With a nucleus of $2,000 from the estate of Florence Cunningham, Saratoga's premier historian who had died the previous year, the Foundation set about raising additional funds and struck a deal with the city to locate the house in Wildwood Park and refurbish, even expand it, as a museum. It was a daunting task, delayed by heavy winter rains, but in January 1967, there the house was, sitting on blocks in Wildwood Park, waiting for a final site. Two years later, there the house was, still waiting for a final site, being progressively vandalized and drawing the unfavorable attention of the county Sheriff's Department and Fire Marshal's Office.
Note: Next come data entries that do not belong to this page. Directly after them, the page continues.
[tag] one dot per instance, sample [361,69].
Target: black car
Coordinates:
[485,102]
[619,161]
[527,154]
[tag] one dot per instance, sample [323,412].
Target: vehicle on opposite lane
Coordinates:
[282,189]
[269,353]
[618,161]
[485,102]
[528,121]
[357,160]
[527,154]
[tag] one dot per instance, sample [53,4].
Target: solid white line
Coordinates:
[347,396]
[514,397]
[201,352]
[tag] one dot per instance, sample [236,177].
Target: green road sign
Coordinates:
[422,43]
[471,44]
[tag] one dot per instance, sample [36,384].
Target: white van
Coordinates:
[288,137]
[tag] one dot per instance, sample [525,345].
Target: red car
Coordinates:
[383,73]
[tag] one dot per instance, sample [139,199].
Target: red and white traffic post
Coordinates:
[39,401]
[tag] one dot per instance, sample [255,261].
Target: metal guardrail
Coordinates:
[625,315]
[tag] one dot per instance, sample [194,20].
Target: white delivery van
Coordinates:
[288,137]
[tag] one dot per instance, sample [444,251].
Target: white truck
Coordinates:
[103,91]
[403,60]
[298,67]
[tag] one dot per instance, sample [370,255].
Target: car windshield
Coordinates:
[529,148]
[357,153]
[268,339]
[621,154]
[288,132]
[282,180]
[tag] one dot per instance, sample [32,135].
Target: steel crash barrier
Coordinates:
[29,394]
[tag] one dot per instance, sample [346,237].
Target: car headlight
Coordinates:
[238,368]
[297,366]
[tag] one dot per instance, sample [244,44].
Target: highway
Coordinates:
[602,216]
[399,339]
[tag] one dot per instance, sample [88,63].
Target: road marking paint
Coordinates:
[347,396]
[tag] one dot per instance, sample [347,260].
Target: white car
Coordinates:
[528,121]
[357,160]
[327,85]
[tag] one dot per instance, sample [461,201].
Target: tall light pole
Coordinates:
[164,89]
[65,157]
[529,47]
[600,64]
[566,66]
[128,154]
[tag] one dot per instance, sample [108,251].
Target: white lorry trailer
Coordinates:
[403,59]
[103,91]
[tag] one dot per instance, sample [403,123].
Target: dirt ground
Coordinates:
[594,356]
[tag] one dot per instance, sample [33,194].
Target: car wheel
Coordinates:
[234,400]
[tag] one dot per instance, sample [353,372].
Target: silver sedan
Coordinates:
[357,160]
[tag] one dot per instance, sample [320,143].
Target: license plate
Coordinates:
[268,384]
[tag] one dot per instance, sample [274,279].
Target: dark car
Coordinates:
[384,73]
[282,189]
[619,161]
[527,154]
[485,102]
The upshot was that, with the reluctant concurrence of the Historical Foundation, the city had the house demolished in the spring of 1969, paying as much for that job as the foundation had paid for the moving.
The next prospect, in 1970, was the William Haun house at Fourth Street and Big Basin Way, dating at least to the 1860s and maybe earlier. Again there was a commercial complex proposed, but this time the developer was going to let the house be moved to a different location on the property, where a museum would enhance the atmosphere. The question of such development became moot when the Haun house burned to the ground in 1971.
When the James McWilliams house on Big Basin Way appeared on the immediately-endangered-species list, the twice-burned, thrice-cautious Historical Foundation shied away from total involvement. However, most of the board members and many others in town got together to form the Saratoga Heritage Fund, which set about raising funds in 1973 to have the house moved to the city-owned site next to the Village Library. It was a heartening display of the same kind of community support that resulted in the building of that library structure in 1927. The McWilliams house was moved, willing volunteers pitched in to do painting and repairs, and even the people who enforce codes were happy.
Dedication ceremonies were held on July 4, 1975, and it was my privilege to offer some comments. Pointing out the pageant of history that had passed in front of that house, and then pointing to the house itself, I could think of no more appropriate observation than, "I give you, instant roots."
The building that had housed Swanee Purcell's dress shop was in the same situation as the McWilliams house. This time, heartened by the city's decision to make the site a Historical Park as its Bicentennial Project, the Historical Foundation paid for the building's removal and refurbishing, and it was dedicated as a museum on July 4, 1976.
The rest, as they say, is history.
This article appeared in the Saratoga News, August 14, 1996.